Jaster leans forward, squinting at the plate Aurora just set on the table. The cookies—if that’s what they are—look like something a goran might hammer out of molten beskar. His lips twitch, but he keeps the grin at bay. Barely.
He glances at his son-in-law, who’s suddenly very interested in refolding his napkin, and then at his son, who is tilting his head at the cookies like he’s trying to decipher an ancient text.
“Well, look at that,” Jaster says, his voice warm with the kind of affection that only comes with years of experience in not crushing someone’s dreams. “You really… made something.”
Aurora plants her hands on her hips, her eyes narrowing dangerously. “They’re cookies.”
“Are they, though?” he says, picking one up. It’s heavier than he expects, with the density of a small brick. He taps it lightly against the plate. The resulting thunk is loud enough to make Jango choke on his water.
“They’re just crunchy,” Aurora says defensively.
Jaster bites the inside of his cheek to keep from laughing. She’s so earnest, it’s almost painfully adorable.
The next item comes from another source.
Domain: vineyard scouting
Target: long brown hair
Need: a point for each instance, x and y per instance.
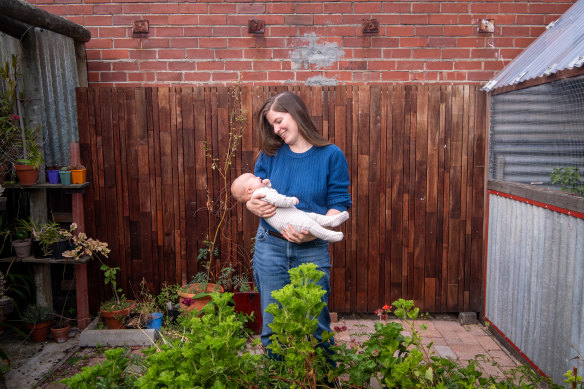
(290, 103)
But he doesn’t want to hurt her feelings or discourage her, so he takes a careful bite. The cookie cracks loudly, almost like chewing on gravel. His teeth meet unexpected resistance, and he has to chew slowly, thoughtfully, to avoid damaging a molar. The flavor is… well, it’s chocolate-adjacent, but mostly it tastes like something went horribly wrong between steps 8 and 9.
“Not bad,” he says after swallowing. He even smiles, because really, she tried.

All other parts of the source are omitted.